Richard Marles shakes hands with China’s Defence Minister Wei Fenghe at Singapore security meeting

Defence Minister Richard Marles is hoping there will be scope to have a conversation with his Chinese counterpart, having been introduced to General Wei Fenghe at an international gathering in Singapore.
It was the first meeting between any Australian and Chinese defence minister in more than two years with the relationship having been in a deep freeze since Australia called for an investigation into the origins of COVID-19 which triggered several trade disputes.
“I don’t want to overstate what’s occurred. It was literally nothing more than handshake,” Mr Marles, who is also Australia’s deputy prime minister, told Sky News’ Sunday Agenda program.

“There’s been no opportunity to have a proper conversation.”


But speaking from Singapore where he is attending the Shangri-La Dialogue, Mr Marles said the gathering still has a day to go.
“So it’s possible that interaction may occur,” he said.
“This is a place where dialogue can occur which is very important.”
He said his government has been very clear it wants to go about its international relations in a way that is “sober, professional and based on respect” which is important during complex times.

“The more complex the times, the more important there is dialogue and proper diplomacy,” he said.


But he said Australia won’t shy away from articulating issues that are in its national interest, making sure that the global rules-based order is upheld.
His comments came a week after it emerged there had been a dangerous incident between an Australian maritime surveillance aircraft and a Chinese fighter plane over the international waters of South China Sea last month.
Mr Marles also met with France’s Defence Minister, Sébastien Lecornu.
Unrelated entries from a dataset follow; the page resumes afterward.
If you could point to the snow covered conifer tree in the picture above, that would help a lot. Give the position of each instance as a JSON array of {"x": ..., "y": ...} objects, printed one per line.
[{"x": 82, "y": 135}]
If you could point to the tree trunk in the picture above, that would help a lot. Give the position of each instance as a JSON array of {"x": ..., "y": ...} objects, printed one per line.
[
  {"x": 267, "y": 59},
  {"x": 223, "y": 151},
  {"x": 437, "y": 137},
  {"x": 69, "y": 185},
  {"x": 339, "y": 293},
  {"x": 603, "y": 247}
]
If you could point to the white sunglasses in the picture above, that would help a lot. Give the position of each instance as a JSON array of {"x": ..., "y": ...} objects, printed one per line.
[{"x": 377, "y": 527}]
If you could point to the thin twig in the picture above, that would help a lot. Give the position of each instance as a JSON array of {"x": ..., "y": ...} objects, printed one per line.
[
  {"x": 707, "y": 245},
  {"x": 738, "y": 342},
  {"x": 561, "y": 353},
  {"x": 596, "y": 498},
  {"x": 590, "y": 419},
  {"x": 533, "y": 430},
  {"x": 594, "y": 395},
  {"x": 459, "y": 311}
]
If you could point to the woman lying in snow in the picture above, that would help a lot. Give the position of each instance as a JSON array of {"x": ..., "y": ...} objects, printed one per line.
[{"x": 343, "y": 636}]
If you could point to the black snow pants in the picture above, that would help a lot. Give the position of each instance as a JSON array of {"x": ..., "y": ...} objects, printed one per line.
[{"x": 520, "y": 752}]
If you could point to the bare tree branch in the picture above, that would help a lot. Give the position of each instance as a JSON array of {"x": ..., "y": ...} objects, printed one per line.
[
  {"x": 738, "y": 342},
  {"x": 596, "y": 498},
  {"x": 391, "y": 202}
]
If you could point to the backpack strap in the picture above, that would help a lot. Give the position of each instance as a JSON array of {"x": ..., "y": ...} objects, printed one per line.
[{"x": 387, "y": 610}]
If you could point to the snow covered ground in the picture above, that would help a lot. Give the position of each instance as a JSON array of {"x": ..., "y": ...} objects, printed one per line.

The two were positive about the interaction, both ambitious to start again with a clean slate.
The United States and its allies traded barbs with China, especially on Taiwan, but Russia’s invasion of Ukraine overshadowed discussions.
US Defense Secretary Lloyd Austin said Washington will do its part to manage tensions with China and prevent conflict even though Beijing is becoming increasingly aggressive in the region.
The world’s two largest economies have clashed in recent months over everything from Taiwan and China’s human rights record to its military activity in the South China Sea.
Mr Austin and General Wei met on Friday and reiterated they want to better manage their relationship although there was no sign of any breakthrough in resolving differences.

Mr Austin said the United States would continue to stand by its allies, including Taiwan. China claims self-ruled Taiwan as its own and has vowed to take it by force if necessary.


Mr Austin said there had been an “alarming” increase in the number of unsafe and unprofessional encounters between Chinese planes and vessels with those of other countries.
Lieutenant General Zhang Zhenzhong, a senior Chinese military officer, called Austin’s speech a “confrontation”.
“There were many unfounded accusations against China. We expressed our strong dissatisfaction and firm opposition to these false accusations,” Mr Zhang, vice chief of the joint staff department of China’s Central Military Commission, told reporters.
But with Ukraine’s President Volodymyr Zelenskyy scheduled to speak to delegates later in the day in a virtual session, the spotlight was firmly on Russia’s invasion of its neighbour.

“Russia’s invasion of Ukraine is what happens when oppressors trample the rules that protect us all,” Mr Austin said. “It’s a preview of a possible world of chaos and turmoil that none of us would want to live in.”